前回の記事で久しぶりに「サリー・アン課題」の話題を出しました。
ASDの自他境界の緩さは「一人称視点」が弱いがゆえに「三人称視点」からの俯瞰に頼ることに由来するのでは…と、説明したのです。

ところで、人間が生まれて成長する過程で「真っ先に獲得する視点」というもの考えると、それは間違いなく「一人称視点」だと思うのですよ。
だって、生まれてきた赤ちゃんが自分のことを外から見下ろしている…ワケないじゃないですか。
兎に角、自分の気持ちを伝えるのに必死…言葉も分からなければ体の自由も効かない、親に守られるだけの小さな存在ではあるものの、「お腹が減った」とか「お尻が気持ち悪い」とかの意思を全力で伝えるワケです…一般的には泣いて注目を引き、世話してもらって心地よくなると「ニコッ!」と笑う…でしょうかね。
これが自分の意思…一人称の気持ち以外のナニモノであるかという問いに、異を唱える方はいないだろうと思うのです。

そういう意味で考えると「サリー・アン課題」とは、ストーリーを聞いて「私の目線」と「あなたの目線」を切り替えて判断する能力を確認する手段…と言うことになるのでしょう。
「サリー・アン課題」課題の誤答とは、第三者位置のストーリーを聞いて、聞いたすべてを「私の経験」とすることによって「あなたの経験」と混同することで起こるワケですから、誤答した人の視点は第三者視点ではない…と言うことになるワケですよ。
これ、すごく重要なことだと思うのです。

つまりね、ASDの私が上空から私とあなたを眺める三人称の視点を獲得するのは、一人称の視点を獲得した後のハナシ…と言うことです。

では何でASDの私が一人称の視点を恐がり、三人称視点を求めるのか…という点に疑問が残ります。
ここで…ここでも登場するのが、自閉性質の核心は「自分の気持ちのコントロールができない」なのだろうと思うのです。

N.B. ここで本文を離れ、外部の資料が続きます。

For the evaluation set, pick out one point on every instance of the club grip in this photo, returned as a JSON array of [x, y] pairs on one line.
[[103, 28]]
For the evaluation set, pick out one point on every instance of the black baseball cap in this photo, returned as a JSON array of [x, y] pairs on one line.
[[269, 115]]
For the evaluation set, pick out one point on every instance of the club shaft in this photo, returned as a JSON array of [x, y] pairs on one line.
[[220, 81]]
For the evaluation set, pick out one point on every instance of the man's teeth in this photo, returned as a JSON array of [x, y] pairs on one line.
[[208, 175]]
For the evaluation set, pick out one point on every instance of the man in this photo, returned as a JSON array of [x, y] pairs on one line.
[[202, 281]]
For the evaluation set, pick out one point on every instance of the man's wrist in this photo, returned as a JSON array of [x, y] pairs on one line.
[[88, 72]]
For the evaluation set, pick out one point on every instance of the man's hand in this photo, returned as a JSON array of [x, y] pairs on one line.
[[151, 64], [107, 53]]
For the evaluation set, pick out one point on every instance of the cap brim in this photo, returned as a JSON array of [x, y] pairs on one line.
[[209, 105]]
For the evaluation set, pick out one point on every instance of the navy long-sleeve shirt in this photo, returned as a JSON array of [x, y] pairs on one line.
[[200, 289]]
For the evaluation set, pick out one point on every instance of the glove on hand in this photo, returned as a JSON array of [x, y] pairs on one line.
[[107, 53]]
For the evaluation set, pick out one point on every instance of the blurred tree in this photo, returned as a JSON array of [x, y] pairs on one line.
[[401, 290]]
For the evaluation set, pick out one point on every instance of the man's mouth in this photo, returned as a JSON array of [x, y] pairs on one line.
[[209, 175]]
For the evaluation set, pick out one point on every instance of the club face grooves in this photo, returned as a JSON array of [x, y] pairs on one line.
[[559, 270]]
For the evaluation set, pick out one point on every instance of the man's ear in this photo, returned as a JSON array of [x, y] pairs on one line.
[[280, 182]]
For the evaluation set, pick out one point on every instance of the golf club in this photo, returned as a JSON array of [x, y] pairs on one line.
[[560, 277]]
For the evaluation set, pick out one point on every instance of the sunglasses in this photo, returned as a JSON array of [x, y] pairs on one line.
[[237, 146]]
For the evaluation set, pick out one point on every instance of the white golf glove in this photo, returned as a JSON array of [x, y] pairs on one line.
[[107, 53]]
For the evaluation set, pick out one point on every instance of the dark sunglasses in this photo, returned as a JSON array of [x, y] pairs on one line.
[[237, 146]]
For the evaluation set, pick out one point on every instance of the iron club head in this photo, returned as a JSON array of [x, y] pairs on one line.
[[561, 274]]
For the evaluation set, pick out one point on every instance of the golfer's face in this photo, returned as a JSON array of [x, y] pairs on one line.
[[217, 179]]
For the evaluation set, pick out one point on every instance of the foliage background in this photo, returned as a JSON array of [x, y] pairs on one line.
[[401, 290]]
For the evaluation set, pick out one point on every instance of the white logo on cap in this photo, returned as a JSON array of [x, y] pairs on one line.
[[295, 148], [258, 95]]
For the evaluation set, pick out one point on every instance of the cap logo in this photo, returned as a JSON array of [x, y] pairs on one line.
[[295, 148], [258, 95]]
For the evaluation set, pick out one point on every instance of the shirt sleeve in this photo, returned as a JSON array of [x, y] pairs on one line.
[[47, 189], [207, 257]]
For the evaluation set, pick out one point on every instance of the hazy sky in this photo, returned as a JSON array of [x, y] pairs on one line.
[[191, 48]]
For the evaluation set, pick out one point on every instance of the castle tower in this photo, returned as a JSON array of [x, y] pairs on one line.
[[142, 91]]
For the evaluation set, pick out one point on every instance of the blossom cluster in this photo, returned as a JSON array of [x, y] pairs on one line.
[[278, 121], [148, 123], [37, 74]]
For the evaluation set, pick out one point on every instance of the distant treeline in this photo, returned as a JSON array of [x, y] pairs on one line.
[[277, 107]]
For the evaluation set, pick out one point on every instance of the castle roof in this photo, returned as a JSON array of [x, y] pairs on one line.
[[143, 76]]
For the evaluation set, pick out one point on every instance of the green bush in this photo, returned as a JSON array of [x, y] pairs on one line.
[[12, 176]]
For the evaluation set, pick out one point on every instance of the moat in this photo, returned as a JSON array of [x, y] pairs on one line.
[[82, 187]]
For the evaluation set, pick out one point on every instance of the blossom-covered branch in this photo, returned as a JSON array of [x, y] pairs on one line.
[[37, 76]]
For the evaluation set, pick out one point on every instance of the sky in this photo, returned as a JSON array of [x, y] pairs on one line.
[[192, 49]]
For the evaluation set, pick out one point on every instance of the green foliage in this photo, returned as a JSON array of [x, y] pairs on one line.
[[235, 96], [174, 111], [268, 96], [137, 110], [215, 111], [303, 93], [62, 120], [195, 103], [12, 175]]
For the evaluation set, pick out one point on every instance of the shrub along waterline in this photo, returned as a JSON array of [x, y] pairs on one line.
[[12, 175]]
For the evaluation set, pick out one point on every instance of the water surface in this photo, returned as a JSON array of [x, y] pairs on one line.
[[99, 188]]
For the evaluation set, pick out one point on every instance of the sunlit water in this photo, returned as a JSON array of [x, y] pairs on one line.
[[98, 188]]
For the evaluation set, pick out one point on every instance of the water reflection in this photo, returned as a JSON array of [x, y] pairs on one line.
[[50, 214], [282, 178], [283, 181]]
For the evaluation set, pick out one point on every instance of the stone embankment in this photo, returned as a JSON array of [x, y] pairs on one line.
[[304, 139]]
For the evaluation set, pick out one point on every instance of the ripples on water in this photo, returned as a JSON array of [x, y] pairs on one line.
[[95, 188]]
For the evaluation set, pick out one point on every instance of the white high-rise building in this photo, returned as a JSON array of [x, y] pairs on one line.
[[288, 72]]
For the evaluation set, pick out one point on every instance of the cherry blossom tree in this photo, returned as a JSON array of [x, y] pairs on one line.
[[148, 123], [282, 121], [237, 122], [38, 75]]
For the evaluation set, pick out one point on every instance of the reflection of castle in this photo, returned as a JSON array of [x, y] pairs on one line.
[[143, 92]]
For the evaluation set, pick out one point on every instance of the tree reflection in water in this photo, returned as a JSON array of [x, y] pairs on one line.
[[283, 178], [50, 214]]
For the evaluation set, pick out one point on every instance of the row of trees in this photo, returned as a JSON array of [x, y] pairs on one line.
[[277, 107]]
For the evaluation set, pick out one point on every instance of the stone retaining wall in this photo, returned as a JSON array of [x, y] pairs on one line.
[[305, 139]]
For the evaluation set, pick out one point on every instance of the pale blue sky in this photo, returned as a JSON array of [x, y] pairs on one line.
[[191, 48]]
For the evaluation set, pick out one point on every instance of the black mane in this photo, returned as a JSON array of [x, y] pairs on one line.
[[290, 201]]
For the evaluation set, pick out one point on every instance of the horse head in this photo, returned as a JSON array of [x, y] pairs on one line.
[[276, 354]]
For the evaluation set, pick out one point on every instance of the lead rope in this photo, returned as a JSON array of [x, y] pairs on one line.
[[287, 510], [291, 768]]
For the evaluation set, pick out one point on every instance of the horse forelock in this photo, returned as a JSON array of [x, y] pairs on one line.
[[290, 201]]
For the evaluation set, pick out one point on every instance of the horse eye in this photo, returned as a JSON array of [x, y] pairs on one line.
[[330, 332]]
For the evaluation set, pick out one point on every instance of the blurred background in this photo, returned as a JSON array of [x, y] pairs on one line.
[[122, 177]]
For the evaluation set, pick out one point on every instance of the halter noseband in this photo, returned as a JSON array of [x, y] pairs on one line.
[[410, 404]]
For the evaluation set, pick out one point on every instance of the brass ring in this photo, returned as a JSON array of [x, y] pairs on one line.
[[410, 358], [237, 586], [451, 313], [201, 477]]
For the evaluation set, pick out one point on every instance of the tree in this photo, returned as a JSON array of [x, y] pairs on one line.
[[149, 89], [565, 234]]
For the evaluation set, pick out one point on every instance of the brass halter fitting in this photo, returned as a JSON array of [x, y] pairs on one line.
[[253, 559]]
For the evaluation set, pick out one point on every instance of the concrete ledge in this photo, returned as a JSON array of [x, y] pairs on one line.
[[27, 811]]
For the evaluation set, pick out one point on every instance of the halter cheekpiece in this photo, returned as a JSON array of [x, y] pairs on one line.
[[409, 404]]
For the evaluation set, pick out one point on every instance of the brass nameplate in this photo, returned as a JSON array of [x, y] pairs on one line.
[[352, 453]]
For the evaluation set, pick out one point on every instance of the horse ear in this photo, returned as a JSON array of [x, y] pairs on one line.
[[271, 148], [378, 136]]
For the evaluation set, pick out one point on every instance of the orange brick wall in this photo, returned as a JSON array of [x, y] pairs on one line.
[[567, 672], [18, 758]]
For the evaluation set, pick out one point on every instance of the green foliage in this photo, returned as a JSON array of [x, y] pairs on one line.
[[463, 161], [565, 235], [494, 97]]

私とあなたの関係は、私の「我」を突き出すことであなたが傷つき、あなたの「我」を突き出すことで私が傷つく…という小さな意見の相違(ケンカ)を経験して「ペルソナ」の形成という人格を作りあげていくのだと思います。
ところが「自分の気持ちのコントロールができない」自閉性質は、あなたが傷つくことへの理解ができず、自分を出せば叱られるようになるワケです。
そこには、あなたは「私の『我』を突き出すことであなたが傷つく」の学習があり、やってはいけないことへの理解がある…というバックグラウンドが存在するのでしょう。

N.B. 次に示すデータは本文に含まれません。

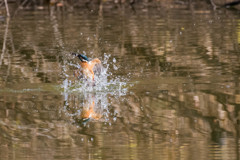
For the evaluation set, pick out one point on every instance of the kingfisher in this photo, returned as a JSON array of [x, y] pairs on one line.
[[87, 67]]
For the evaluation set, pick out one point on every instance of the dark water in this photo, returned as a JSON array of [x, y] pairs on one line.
[[171, 87]]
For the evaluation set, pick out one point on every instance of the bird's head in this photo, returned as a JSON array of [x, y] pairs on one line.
[[82, 57]]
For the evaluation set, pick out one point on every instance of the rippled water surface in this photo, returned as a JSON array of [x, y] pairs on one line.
[[169, 87]]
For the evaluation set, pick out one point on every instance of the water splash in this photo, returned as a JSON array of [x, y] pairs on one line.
[[105, 81], [84, 101]]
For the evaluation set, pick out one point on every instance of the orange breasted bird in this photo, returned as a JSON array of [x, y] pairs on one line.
[[87, 66]]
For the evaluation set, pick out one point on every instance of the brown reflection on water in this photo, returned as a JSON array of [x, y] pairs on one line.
[[183, 105]]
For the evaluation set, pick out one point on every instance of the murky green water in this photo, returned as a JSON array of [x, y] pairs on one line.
[[171, 89]]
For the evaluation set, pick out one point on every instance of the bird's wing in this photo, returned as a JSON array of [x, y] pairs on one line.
[[97, 66]]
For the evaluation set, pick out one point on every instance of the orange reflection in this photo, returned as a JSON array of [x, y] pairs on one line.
[[88, 112]]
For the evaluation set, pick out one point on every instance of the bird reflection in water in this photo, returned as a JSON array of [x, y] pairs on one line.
[[84, 108], [88, 112]]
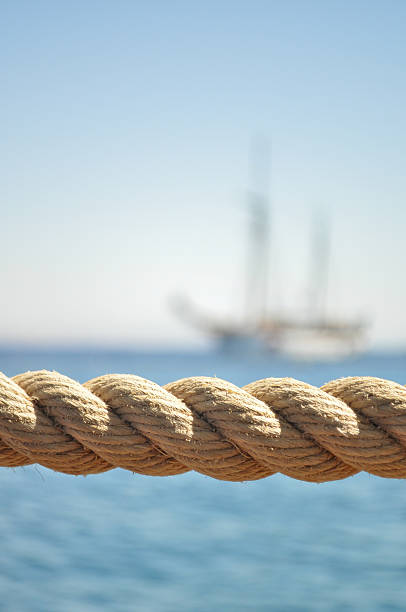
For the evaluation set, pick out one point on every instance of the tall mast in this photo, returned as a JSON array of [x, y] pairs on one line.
[[258, 238], [319, 268]]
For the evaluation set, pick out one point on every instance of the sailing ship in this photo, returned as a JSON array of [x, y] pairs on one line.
[[312, 336]]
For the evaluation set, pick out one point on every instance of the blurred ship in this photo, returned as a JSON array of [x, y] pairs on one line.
[[312, 336]]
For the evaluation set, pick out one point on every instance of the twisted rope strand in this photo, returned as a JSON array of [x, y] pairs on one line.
[[204, 424]]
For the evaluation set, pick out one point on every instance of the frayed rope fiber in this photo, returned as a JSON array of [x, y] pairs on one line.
[[204, 424]]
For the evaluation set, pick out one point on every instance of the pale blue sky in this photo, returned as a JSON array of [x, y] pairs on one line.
[[125, 143]]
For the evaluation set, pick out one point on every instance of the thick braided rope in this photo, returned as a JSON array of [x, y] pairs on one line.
[[204, 424]]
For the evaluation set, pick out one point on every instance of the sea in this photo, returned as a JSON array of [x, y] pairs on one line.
[[124, 542]]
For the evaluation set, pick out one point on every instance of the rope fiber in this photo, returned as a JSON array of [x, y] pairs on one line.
[[204, 424]]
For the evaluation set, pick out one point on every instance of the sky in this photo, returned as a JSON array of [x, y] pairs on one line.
[[126, 134]]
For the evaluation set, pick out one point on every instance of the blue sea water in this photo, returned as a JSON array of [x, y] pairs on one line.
[[123, 542]]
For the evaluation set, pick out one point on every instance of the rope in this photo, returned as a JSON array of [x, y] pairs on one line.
[[204, 424]]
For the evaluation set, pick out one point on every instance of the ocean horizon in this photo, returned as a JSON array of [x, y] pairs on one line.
[[122, 541]]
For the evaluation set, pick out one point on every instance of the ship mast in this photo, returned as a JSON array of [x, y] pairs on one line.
[[320, 254], [258, 236]]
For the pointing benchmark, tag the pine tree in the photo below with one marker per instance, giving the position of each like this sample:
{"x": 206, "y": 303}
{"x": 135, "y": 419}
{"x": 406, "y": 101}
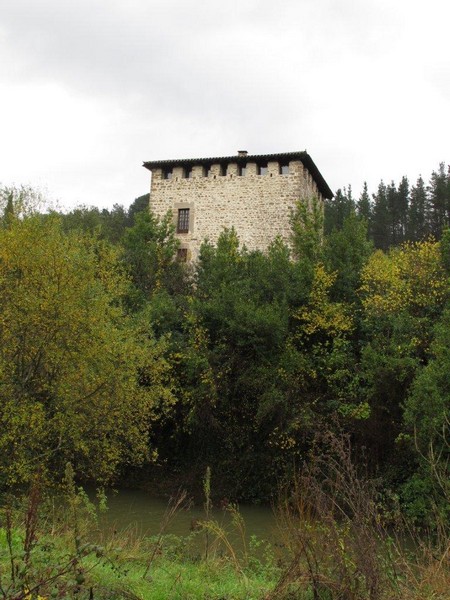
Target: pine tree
{"x": 438, "y": 208}
{"x": 381, "y": 218}
{"x": 417, "y": 228}
{"x": 363, "y": 206}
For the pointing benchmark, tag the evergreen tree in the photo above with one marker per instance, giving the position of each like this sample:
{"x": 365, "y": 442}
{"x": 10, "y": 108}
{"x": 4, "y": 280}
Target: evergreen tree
{"x": 402, "y": 205}
{"x": 338, "y": 209}
{"x": 438, "y": 209}
{"x": 417, "y": 228}
{"x": 363, "y": 206}
{"x": 381, "y": 219}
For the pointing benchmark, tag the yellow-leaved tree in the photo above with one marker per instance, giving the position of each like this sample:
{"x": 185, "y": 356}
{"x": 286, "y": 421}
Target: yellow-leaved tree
{"x": 71, "y": 363}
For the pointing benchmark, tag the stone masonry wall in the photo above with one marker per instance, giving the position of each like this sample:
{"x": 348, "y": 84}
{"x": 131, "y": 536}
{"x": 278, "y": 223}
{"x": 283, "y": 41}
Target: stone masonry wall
{"x": 258, "y": 206}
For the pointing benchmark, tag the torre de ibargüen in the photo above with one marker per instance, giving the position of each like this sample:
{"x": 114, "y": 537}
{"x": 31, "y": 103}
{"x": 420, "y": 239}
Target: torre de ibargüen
{"x": 255, "y": 194}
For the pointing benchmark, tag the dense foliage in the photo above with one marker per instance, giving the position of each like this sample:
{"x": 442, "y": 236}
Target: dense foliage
{"x": 112, "y": 351}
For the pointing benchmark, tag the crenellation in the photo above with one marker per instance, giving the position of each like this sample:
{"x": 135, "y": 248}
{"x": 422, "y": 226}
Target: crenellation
{"x": 255, "y": 194}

「平均的な子どもの発達段階」では、4~7歳で「サリー・アン課題」に代表される「こころの理論」の習得がなされるとされているワケですから、このくらいの年齢になると、私とあなたの間での意見相違が「ケンカと仲直り」という具体的な事象を通じて経験値として蓄積されることになる…ところが。

「自分の気持ちのコントロールができない」自閉性質は、あなたが傷つくことへの理解ができず、あなたが気持ちの融通をし始めても、私の「我」を突き通すことになる…大人にここを咎められるワケですよね。
咎められないように「何らかの融通する手段」を編み出さなければならないASDの私は、自分を封印した上で、あなたが何を考えているのかを観察する様になる…ではないか?

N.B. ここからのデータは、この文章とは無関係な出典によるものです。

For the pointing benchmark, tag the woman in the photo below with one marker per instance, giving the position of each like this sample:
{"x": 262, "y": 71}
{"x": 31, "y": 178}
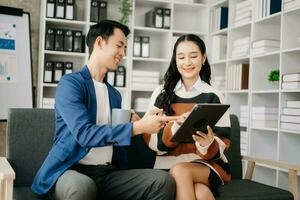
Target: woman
{"x": 198, "y": 168}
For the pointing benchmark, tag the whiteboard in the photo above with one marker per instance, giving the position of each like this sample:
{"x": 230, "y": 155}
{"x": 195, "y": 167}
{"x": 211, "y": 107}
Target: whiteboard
{"x": 15, "y": 63}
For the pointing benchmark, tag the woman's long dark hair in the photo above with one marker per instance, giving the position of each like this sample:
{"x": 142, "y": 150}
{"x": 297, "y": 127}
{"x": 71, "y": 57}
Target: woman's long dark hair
{"x": 172, "y": 75}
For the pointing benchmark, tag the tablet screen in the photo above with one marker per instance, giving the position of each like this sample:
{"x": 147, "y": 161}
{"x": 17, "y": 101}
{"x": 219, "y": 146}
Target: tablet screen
{"x": 200, "y": 116}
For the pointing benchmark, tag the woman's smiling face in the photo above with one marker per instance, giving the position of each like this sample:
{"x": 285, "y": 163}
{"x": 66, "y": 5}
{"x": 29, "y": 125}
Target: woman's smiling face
{"x": 189, "y": 60}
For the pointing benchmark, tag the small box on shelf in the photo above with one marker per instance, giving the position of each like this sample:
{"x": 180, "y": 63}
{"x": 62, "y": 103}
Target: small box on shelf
{"x": 48, "y": 72}
{"x": 59, "y": 40}
{"x": 58, "y": 71}
{"x": 49, "y": 39}
{"x": 70, "y": 10}
{"x": 98, "y": 10}
{"x": 60, "y": 9}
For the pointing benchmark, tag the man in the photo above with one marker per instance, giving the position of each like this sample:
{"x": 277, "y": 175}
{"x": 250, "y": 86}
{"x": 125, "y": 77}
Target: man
{"x": 85, "y": 146}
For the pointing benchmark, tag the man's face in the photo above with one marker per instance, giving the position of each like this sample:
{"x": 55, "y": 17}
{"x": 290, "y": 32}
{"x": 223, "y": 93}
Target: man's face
{"x": 113, "y": 50}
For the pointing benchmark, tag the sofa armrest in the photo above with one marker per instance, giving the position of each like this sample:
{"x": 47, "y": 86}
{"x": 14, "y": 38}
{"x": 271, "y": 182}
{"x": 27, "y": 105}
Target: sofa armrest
{"x": 7, "y": 176}
{"x": 292, "y": 171}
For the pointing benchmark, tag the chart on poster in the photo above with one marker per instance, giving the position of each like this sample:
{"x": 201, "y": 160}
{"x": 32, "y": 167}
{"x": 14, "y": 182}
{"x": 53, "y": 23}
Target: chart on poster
{"x": 15, "y": 61}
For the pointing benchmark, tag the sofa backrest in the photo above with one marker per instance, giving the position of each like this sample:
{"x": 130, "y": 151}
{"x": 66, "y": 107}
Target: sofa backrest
{"x": 30, "y": 134}
{"x": 29, "y": 137}
{"x": 234, "y": 152}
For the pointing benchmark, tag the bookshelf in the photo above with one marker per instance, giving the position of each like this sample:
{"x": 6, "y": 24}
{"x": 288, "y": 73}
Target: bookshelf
{"x": 271, "y": 142}
{"x": 266, "y": 140}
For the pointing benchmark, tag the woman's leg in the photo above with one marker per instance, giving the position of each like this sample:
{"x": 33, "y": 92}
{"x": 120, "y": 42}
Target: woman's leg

すると、自分の意思は必然的に第三者位置に移動することになるワケで、即ち俯瞰位置からの考え方をするASDは、それ自体が自己防衛の「籠城型ライフハック」だということになるのではないか…と言うことです。

上空から私を取り囲む相手陣形を見て、最善手を打つ…。
この陣形に追い込まれた時点でASDの私は、フィールドに立つ一人称位置の視点を奪われている可能性を感じます。
当然、一人称位置から見える「あなた」という二人称も見えていないのでしょう。

こう考えた時、一般的に言われる受動型…ってASDの性質は、一般社会で生きていくために必要に迫られて作りあげた「後天的なASDの姿」のような気がするのです。